More than half of US homes lost value in the past year

Over half of US homes saw values drop, but few owners face real losses, according to Zillow

More than half of US homes lost value in the past year

The United States housing market saw a major change over the past year, with 53% of homes losing value—the highest proportion since 2012, according to new research from Zillow.

While the headline figure may unsettle homeowners and industry professionals alike, most owners remain well ahead on their investment, and forced sales remain rare.

“Homeowners may feel rattled when they see their Zestimate drop, and it’s more common in today’s cooler market environment than in recent years. But relatively few are selling at a loss,” said Treh Manhertz, senior economic researcher at Zillow.

“Home values surged over the past six years, and the vast majority of homeowners still have significant equity. What we’re seeing now is a normalization, not a crash.”

Home value declines most widespread in the West and South

The downturn has been most pronounced in the West and South, with metros like Denver, Austin, Sacramento, Phoenix, and Dallas seeing 87% or more of homes lose value year-over-year.

On the other hand, the Northeast and Midwest have largely avoided widespread declines, with only a handful of metros—such as Minneapolis and Des Moines—seeing a majority of homes lose value.

Despite the recent drop, the typical homeowner remains in a strong position. Nationally, the median home value has increased 67% since the last sale, which for most owners was about eight and a half years ago.

Even in markets with steep recent declines, long-term owners have generally seen substantial appreciation.

“Among homes with sales records in Zillow data, the median home was last purchased 8.6 years ago and has experienced a 67.2% increase in value since that sale,” the report found.

Few sellers forced to accept losses

While 4.1% of homes are now valued below their last sale price—up from 2.4% a year ago—this remains below pre-pandemic levels.

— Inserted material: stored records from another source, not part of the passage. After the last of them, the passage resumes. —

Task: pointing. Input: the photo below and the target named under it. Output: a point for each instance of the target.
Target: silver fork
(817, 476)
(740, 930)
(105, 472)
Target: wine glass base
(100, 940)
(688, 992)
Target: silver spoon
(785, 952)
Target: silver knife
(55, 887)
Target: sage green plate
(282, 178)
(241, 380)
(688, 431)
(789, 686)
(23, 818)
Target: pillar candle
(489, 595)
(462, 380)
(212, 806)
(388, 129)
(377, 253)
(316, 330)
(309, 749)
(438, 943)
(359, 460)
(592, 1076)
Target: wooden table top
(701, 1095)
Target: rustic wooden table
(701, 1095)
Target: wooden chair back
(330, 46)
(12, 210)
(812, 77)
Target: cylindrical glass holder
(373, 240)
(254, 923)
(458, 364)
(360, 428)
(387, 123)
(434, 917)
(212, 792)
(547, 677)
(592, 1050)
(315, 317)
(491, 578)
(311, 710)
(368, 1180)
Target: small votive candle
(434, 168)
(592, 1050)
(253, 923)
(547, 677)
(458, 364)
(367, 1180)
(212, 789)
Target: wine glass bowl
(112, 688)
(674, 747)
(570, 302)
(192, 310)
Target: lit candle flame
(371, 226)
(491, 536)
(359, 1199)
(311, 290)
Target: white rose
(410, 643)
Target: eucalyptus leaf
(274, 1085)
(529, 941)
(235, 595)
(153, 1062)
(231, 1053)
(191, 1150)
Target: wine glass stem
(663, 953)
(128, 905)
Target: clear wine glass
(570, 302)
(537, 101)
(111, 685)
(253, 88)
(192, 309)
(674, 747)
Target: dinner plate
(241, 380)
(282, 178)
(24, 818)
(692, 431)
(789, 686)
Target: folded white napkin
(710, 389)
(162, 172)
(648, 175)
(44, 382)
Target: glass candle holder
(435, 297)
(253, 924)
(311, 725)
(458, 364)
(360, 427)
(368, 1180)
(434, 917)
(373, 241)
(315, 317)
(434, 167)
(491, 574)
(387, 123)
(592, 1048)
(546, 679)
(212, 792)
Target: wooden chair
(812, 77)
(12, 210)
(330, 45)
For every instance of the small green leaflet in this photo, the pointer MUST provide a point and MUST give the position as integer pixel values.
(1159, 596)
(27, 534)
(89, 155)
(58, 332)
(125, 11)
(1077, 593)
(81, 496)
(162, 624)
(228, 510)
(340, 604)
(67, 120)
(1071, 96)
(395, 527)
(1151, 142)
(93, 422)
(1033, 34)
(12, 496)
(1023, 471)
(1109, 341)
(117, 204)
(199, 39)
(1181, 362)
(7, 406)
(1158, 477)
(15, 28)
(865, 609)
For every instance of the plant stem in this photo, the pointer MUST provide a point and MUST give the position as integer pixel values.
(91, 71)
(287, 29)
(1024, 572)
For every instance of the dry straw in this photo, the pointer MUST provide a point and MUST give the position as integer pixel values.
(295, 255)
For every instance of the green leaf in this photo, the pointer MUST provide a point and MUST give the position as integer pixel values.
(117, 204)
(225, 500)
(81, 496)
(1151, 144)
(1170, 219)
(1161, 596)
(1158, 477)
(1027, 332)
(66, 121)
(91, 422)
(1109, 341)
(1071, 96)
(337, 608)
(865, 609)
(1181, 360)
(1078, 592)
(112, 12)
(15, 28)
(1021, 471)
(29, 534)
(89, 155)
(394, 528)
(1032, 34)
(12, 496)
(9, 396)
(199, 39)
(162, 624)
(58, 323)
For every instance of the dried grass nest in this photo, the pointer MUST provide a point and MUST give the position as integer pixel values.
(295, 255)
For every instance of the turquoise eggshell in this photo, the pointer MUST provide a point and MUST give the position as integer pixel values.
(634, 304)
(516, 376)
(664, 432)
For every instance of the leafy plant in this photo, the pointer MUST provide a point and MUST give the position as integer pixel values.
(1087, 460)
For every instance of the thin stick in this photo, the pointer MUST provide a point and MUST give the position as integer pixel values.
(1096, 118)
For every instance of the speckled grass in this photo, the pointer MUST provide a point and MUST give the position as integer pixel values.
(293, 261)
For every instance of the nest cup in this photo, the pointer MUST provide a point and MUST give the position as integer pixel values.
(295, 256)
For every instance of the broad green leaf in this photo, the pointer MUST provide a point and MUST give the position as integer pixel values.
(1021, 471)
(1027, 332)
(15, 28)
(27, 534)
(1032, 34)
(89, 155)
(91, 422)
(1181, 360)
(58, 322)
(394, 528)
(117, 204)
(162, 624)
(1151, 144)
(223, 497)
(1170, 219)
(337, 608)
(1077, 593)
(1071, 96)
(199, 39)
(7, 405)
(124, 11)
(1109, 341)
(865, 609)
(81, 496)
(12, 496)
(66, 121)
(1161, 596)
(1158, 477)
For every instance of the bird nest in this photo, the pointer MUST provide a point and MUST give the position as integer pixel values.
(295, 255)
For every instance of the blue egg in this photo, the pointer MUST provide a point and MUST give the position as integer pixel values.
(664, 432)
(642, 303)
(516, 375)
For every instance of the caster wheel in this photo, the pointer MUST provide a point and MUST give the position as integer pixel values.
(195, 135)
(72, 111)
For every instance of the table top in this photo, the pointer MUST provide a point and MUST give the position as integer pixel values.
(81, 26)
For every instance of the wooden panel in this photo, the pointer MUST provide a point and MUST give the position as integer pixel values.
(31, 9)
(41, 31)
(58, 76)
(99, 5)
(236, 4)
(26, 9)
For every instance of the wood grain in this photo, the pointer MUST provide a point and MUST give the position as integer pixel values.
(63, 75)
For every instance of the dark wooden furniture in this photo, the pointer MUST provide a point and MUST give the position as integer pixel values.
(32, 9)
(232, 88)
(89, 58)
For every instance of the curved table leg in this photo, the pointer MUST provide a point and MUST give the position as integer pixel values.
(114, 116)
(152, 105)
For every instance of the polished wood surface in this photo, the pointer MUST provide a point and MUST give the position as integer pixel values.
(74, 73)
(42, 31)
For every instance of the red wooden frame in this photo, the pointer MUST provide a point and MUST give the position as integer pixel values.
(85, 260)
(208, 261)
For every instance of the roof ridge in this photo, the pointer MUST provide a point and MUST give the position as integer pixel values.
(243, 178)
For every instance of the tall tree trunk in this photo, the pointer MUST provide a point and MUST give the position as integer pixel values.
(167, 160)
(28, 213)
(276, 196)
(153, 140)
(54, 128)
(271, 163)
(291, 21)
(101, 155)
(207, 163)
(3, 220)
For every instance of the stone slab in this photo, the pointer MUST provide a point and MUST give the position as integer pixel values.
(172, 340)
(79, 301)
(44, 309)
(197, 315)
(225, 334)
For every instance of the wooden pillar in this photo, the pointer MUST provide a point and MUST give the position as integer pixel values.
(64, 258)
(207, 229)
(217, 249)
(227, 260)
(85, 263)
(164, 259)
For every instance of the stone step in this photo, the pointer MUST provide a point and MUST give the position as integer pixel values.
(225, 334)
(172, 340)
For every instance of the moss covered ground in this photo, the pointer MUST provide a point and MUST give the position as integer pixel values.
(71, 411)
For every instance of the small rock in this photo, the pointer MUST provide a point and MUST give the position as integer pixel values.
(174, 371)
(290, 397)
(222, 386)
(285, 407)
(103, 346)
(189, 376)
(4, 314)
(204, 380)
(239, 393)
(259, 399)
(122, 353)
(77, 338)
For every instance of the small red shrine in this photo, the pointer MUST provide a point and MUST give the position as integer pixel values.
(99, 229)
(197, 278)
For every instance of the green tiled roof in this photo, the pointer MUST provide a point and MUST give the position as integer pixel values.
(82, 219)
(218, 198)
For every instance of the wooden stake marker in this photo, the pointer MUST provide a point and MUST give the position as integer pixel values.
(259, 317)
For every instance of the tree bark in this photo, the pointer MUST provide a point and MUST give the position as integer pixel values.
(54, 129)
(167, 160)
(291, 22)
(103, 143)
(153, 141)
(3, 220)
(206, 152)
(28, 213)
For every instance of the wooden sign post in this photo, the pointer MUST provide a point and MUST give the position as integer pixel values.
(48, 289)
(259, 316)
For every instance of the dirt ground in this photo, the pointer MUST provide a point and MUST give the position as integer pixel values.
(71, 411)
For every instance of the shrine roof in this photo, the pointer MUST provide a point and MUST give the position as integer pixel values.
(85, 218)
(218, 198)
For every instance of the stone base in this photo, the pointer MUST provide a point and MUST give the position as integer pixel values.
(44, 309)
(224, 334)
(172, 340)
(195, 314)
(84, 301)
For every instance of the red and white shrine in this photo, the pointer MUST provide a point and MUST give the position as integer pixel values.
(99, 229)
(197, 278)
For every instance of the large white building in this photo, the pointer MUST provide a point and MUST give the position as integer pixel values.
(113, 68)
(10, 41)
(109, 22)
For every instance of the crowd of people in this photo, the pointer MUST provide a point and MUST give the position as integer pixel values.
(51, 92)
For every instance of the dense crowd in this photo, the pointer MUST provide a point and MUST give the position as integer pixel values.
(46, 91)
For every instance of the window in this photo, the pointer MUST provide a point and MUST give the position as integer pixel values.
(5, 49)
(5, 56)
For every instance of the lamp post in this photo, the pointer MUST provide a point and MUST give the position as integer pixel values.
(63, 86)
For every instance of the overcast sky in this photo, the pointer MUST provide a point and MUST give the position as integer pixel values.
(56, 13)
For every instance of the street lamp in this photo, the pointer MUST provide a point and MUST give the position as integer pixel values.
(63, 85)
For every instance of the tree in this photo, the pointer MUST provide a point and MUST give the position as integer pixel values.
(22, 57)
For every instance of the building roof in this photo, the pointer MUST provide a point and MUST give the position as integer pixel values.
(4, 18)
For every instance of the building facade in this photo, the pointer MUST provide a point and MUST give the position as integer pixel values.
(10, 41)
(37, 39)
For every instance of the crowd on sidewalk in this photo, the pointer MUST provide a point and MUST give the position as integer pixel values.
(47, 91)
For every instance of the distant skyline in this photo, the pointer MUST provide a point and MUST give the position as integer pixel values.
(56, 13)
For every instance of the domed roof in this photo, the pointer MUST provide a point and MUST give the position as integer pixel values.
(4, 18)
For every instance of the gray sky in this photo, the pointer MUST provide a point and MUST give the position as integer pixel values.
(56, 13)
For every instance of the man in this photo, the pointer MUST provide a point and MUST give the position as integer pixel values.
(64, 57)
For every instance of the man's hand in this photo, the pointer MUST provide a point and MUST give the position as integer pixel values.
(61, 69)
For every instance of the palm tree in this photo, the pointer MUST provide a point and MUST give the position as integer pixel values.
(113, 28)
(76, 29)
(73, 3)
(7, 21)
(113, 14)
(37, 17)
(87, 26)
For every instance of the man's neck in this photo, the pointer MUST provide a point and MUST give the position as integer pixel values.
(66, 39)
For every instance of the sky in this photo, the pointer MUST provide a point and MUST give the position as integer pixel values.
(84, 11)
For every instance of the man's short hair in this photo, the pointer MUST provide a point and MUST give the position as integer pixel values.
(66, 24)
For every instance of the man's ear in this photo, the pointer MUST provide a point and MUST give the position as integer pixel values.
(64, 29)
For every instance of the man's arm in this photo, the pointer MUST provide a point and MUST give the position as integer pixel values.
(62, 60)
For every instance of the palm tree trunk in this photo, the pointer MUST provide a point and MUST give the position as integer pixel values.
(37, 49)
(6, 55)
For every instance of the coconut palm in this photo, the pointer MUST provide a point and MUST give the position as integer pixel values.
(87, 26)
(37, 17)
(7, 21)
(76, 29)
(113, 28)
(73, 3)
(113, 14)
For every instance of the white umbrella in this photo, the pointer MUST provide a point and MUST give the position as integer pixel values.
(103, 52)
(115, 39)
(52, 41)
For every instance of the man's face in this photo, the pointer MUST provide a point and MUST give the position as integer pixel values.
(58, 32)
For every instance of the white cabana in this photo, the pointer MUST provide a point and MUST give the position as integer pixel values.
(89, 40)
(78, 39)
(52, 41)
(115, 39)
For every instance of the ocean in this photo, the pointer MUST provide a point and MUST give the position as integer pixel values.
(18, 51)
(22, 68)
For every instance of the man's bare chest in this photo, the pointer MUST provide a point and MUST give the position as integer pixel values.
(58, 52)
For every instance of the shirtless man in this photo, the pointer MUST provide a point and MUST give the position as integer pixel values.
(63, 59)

Only 3.4% of new listings are priced below their previous sale price, and the share of homes down substantially (more than 5%) from their last sale price is just 1.6%.

Even in metros with the largest declines, such as San Francisco and Austin, most sellers are not being forced to accept losses.

Normalization, not crisis

The current environment reflects a normalization after years of rapid appreciation, rather than a systemic downturn.

Most homeowners have locked in low mortgage rates and built up significant equity, providing a cushion against short-term market turbulence.

While the recent dip in home values has been widespread, the vast majority of US homeowners remain in a strong equity position.

The market’s cooling signals a return to more typical conditions, rather than a repeat of the last housing crisis.